The nebulous pragmatism
The author is a columnist of the JoongAng Ilbo.
In 1937, an improbable encounter between John Dewey — an icon of American pragmatism — and Leon Trotsky — a Ukrainian-Russian Marxist revolutionary — took place in Mexico after the Communist regime in Moscow led by Joseph Stalin delivered a death sentence to Trotsky in a default judgment. Earlier, Trotsky was forced to seek asylum in Mexico to avoid assassination attempts by Stalin, and after the delivery of a death sentence, Trotsky held a public hearing in Mexico City to refute Stalin’s arguments for the sentence after inviting Dewey as the chair of the so-called Dewey Commission — to be more precise, “The Commission of Inquiry into the Charges Made against Leon Trotsky in the Moscow Trials.”
As expected, “Not guilty,” concluded the report of the 11-member commission after their inquiry. More interesting is the unexpected reliance of the “incarnation of ideology” on an unrivalled pragmatist philosopher after he was placed in a predicament. More impressive is Dewey’s portrayal of Trotsky as a “tragedy” as his God-given gifts were locked up in absolutism.
The tragedy of the Moon Jae-in administration has its root in its stubborn adherence to ideology without any God-given talent. It has kept making policy blunders — say, on the distribution, welfare, real estate and quarantine fronts since its proud launch in May 2017 — but hardly accepted responsibility. The administration always blamed its “good intention” for botched policies. Probably due to their repulsion of the liberal administration’s “ideology in excess,” ruling Democratic Party (DP) presidential candidate Lee Jae-myung and his rival Yoon Suk-yeol of the opposition People Power Party (PPP) are both championing pragmatism. But the voters are not impressed. Why?

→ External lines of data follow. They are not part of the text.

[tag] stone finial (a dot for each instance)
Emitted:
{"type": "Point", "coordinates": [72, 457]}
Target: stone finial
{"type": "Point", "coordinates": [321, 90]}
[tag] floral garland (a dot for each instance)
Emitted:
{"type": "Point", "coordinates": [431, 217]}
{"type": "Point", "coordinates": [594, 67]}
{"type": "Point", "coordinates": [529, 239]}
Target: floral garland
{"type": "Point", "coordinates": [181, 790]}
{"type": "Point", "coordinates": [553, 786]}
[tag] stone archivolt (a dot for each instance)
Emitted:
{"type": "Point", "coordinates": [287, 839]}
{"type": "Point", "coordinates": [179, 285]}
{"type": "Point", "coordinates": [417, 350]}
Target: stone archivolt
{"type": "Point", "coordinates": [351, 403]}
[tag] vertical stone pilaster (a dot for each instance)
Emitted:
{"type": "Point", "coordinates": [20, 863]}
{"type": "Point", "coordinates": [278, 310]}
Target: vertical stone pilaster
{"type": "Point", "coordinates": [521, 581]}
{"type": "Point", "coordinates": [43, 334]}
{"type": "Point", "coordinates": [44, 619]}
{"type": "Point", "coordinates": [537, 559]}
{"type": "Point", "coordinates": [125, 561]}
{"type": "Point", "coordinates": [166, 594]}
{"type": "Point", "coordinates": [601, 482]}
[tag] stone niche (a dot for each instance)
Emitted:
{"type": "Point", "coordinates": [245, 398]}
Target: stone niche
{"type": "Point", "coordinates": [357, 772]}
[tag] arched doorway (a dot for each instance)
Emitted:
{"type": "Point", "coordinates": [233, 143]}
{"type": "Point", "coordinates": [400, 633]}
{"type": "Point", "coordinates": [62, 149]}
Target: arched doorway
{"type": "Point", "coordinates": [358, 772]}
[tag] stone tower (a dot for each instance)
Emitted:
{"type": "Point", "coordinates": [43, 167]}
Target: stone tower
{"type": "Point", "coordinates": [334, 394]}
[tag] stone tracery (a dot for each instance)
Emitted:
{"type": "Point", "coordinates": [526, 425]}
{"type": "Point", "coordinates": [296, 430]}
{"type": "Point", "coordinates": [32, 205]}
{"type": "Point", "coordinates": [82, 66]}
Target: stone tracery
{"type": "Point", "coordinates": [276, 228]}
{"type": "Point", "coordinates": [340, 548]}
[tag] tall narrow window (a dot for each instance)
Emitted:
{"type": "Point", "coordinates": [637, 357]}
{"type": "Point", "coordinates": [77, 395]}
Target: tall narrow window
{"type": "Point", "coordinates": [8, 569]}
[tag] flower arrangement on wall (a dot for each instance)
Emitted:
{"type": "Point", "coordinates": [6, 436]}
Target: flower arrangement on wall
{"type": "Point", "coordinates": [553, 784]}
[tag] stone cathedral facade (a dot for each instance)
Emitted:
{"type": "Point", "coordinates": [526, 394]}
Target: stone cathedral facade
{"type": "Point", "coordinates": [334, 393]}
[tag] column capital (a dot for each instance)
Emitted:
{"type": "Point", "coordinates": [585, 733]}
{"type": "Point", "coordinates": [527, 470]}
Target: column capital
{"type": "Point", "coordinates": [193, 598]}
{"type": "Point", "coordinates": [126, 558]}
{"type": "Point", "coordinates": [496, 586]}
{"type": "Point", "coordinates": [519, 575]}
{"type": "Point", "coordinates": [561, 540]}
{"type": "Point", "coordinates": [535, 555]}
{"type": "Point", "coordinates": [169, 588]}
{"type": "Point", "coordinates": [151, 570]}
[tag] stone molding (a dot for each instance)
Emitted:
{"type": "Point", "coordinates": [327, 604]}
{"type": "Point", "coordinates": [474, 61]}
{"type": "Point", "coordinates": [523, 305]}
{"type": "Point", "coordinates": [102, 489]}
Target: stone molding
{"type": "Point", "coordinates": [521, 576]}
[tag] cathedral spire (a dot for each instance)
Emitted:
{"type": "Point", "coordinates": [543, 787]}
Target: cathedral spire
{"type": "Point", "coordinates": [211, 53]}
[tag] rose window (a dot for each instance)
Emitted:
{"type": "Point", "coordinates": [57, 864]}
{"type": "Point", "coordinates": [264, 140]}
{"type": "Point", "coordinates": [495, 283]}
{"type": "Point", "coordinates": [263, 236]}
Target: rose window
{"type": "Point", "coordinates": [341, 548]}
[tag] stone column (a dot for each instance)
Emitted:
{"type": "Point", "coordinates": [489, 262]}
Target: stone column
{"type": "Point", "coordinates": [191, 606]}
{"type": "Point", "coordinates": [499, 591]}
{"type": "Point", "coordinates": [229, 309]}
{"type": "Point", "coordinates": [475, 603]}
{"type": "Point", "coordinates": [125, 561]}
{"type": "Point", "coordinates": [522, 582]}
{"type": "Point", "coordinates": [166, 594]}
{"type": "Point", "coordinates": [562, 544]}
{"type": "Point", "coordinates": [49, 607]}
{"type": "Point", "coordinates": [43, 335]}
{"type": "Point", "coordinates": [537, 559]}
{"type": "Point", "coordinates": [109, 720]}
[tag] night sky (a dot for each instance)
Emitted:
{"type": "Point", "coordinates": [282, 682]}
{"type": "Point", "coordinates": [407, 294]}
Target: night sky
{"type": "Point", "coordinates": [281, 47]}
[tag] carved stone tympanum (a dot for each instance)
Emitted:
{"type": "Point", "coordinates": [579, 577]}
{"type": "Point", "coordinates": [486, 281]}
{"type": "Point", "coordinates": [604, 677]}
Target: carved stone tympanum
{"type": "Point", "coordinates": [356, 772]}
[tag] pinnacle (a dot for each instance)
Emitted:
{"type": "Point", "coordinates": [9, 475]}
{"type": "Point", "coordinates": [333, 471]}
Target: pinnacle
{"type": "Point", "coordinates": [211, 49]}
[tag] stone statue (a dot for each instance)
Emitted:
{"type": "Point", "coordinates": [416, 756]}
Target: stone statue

First of all, Lee’s sudden — and repeated — about-turns confuse voters, as seen in his backpedaling on basic income, a national land possession tax, capital gains tax on real estate sales, nuclear phase-out policy and evaluation on former President Chun Doo Hwan. Lee even apologized for Moon’s policy mistakes by making a deep bow to the people without a sincere reflection on them. The voters can hardly find sincerity in such acts by Lee. Doubts about his real economic view still linger. What do his volte-faces really mean? They are wondering if he is the same person as the one who said it’s wrong for banks to impose low interest rates on the rich and to levy high rates on the poor.
Compared to Lee, Yoon’s alleged pragmatism is just like a half-filled answer sheet. Despite his promise to “embrace the centrists and rational liberals,” he stopped short of presenting concrete policy ideas for the goal. He also mentioned a tax cut and eased regulations, but their substance is ambiguous. He has spoken like a neoliberal but his remarks suddenly sounded like a leftist last week. For instance, he expressed his support for the idea of including a representative of the labor in boards of directors starting with the public sector.
As the two candidates’ pragmatism does not show any signs of agony, voters turn away from it. A former middle-of-the-road lawmaker pointed out that Lee and Yoon seem to be afraid of self-reflection and self-innovation, respectively. An exemplary case of shifting the focus from ideology to pragmatism can be found in the twilight of the Roh Moo-hyun administration. In a dramatic turnaround, President Roh decided to strike a free trade deal with the United States and dispatch Korean troops to Iraq at a U.S. request. A memo he wrote before the decision on the Korea-U.S. FTA shows his agony as chief decision-maker. “If we don’t accept an FTA with America, what will happen?” or “What benefit can our consumers get from the trade deal?” or “How to compensate for expected damages on farmers?” In a moment of anguish in the Blue House, he decided to “take a practical approach to the conundrum in a big trader’s perspective rather than a small one’s.” Whether you describe his era as a “disruption” or “dynamic one,” you cannot deny the sincerity of a leader.
Pragmatism itself cannot serve as ideology. The former conservative Lee Myung-bak administration was ridiculed as a “government without philosophy” or a “coalition of interest groups” after winning the election firmly based on the frame of “pragmatism against ideology.” Pragmatism cannot be an ideology, but it does not mean pragmatism does not need philosophy either. The philosophy that truth is not absolute is needed — and a sense of openness and humility. That’s why pragmatism is more difficult to carry out than ideology with articulate milestones. Again, pragmatism without pain is nothing but expediency and opportunism.
“There is no difference between Lee Jae-myung and Yoon Suk-yeol. It will be better to field a single candidate in the March 9 presidential election,” said Sim Sang-jung, presidential candidate of the left-leaning minority Justice Party. Her comment does not just sound like a joke. A dearth of differences only provokes the worst-ever negative campaigns in history. The two candidates cannot champion their flip-flops without logic and their ambiguity without substance as a type of pragmatism. Relativism also cannot be rebranded as pragmatism. Unfortunately, though, both Lee and Yoon are in the same boat.